A federal court in Washington, D.C., heard arguments from three nonprofit groups that were granted $20 billion from the Greenhouse Gas Reduction Fund: the Climate United Fund, Coalition for Green Capital, and Power Forward Communities.

The EPA “has a right to manage its own grants, of course, but they must do so within the means and balance of the law,” the plaintiffs’ attorney said.

The plaintiffs argued that the EPA’s efforts to terminate the funding violate a number of statutes, including the Inflation Reduction Act, the 2022 law passed by Democrats and signed by President Joe Biden that provided hundreds of billions of dollars in clean energy subsidies, including for the Greenhouse Gas Reduction Fund.

EPA Administrator Lee Zeldin has claimed the previous administration had improperly distributed the Greenhouse Gas Reduction Fund by routing the money through Citibank to avoid oversight.

Zeldin has called the funds “gold bars,” referencing an undercover video filmed last year in which a former EPA employee said the Biden administration was trying to distribute the promised funds before the new administration. 

“It truly feels like we’re on the Titanic, and we’re throwing like gold bars off the edge,” the former employee says in the video.

District Judge Tanya Chutkan in Washington, D.C., last month temporarily blocked the EPA from terminating the funds, saying that the agency did not provide sufficient evidence to back claims that the grants were mismanaged and fraudulent. 

In the hearing on Wednesday, the government did not provide any new evidence to back its claims of fraud and mismanagement. 

The Department of Justice lawyer representing the EPA, Marcus Sacks, argued that the original grant agreement stated that the agency could terminate the grants for agency priority. Chutkan questioned whether Sacks was abandoning the claims that there was waste, fraud, and abuse, as cited in the EPA’s termination letter.
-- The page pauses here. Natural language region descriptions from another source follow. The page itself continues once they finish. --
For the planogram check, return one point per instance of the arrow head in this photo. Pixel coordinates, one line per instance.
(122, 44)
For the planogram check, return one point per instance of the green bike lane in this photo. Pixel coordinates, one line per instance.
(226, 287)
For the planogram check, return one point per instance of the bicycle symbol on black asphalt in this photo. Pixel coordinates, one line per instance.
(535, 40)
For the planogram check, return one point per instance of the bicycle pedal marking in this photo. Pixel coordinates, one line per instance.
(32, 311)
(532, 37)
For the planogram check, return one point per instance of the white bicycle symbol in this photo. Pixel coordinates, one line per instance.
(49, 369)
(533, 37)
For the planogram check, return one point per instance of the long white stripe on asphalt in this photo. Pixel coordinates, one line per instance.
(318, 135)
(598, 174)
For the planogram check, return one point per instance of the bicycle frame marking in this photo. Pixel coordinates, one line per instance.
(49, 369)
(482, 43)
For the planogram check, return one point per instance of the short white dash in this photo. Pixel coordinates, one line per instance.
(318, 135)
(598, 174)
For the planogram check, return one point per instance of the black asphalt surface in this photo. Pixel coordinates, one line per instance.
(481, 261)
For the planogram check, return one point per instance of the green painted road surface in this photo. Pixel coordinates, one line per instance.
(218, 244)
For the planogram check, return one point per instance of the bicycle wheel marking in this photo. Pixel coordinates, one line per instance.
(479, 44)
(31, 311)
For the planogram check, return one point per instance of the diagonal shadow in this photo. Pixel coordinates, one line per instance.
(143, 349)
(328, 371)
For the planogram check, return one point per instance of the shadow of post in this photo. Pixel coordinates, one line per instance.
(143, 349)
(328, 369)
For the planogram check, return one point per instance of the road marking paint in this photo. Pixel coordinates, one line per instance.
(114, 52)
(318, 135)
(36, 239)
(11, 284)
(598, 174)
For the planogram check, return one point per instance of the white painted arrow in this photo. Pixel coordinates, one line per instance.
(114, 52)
The termination letter addresses “the idea of lack of account controls, a need for better regulation and control over the money at issue here and agency priorities – all of that is a part of the basis for termination,” Sacks said. 
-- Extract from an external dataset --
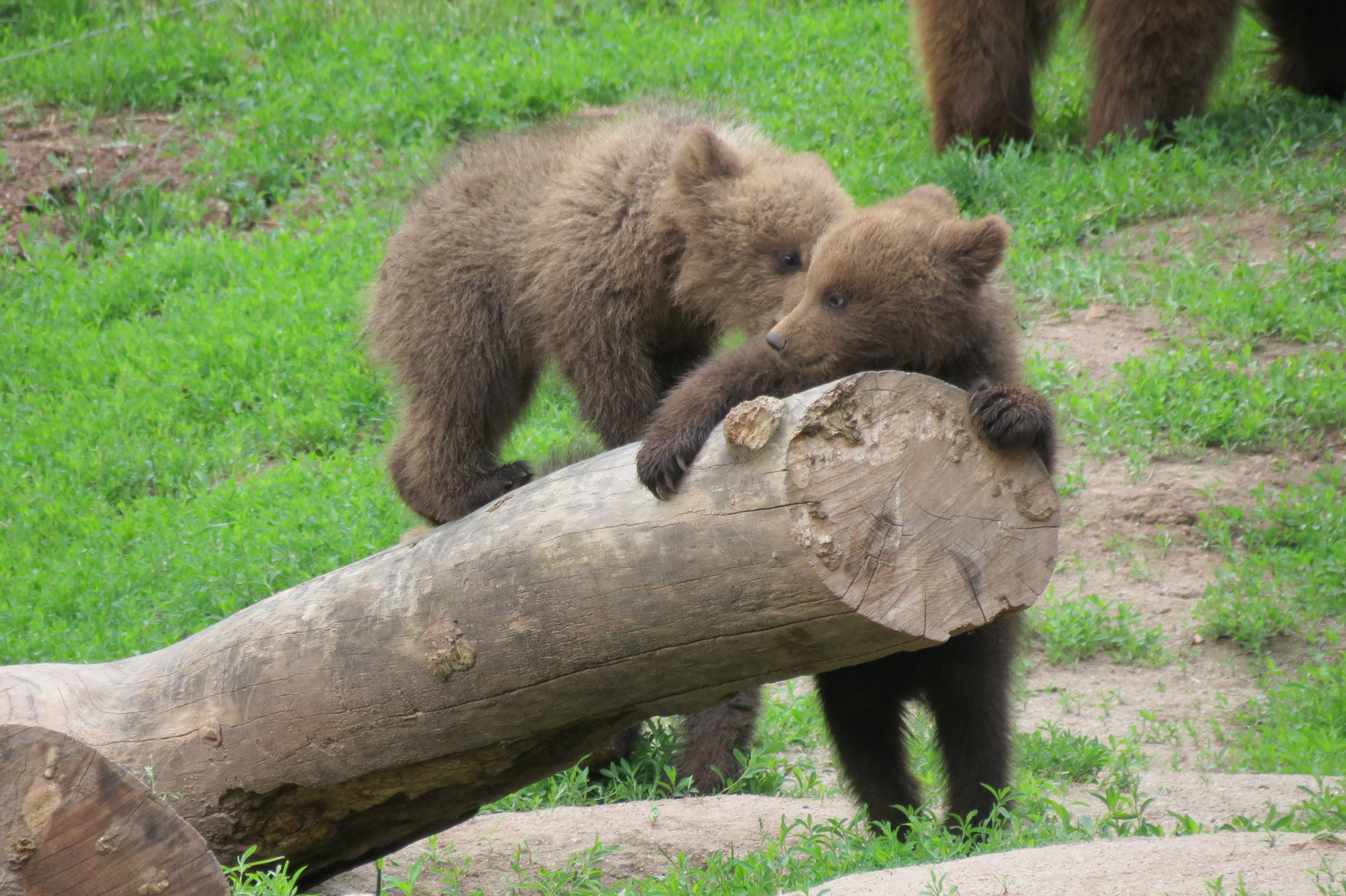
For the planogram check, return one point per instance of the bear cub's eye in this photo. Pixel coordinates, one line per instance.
(789, 261)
In addition, the plaintiffs’ lawyers warned that the organizations could go out of business if the funding remains delayed. The plaintiffs added that, without the granted money, the groups will not be able to fund projects, which include those consistent with the Inflation Reduction Act.
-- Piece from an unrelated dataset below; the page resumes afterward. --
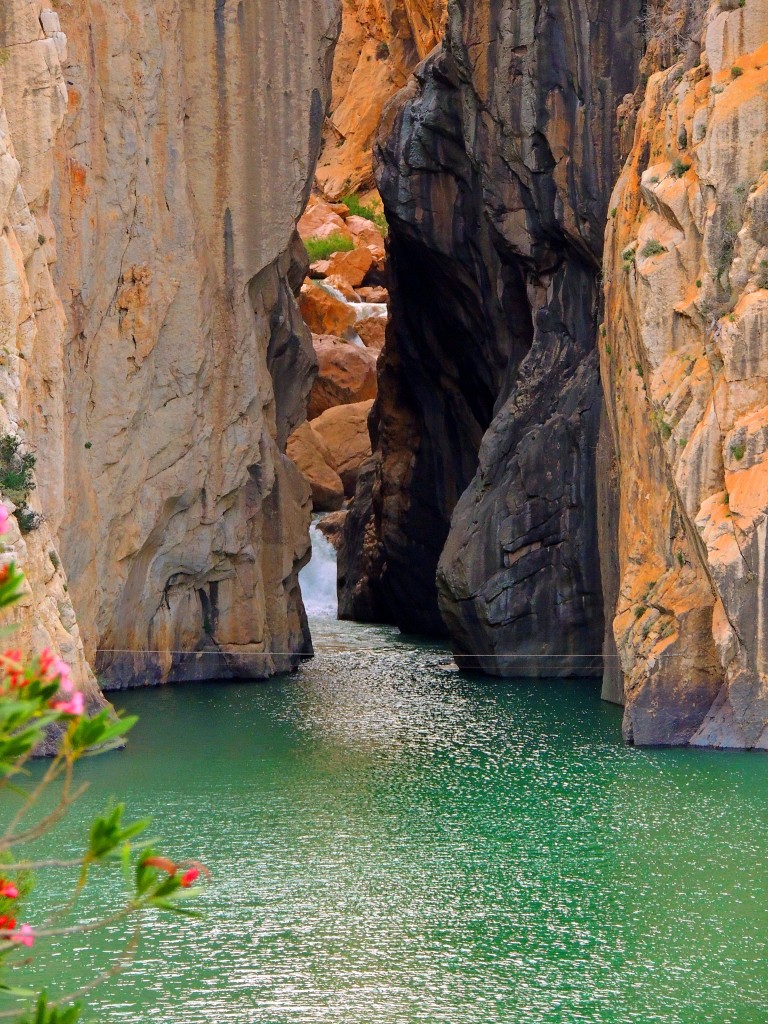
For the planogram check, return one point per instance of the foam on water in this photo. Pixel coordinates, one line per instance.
(317, 580)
The program was given a total of $27 billion to help fund climate projects in low-income communities. The three nonprofit groups suing the EPA and Citibank to release the funds were granted $14 billion under the program’s National Clean Investment Fund. 

The other $6 billion went to five other organizations under the Clean Communities Investment Accelerator.

The third fund in the program is the Solar for All program, which remains untouched by the EPA.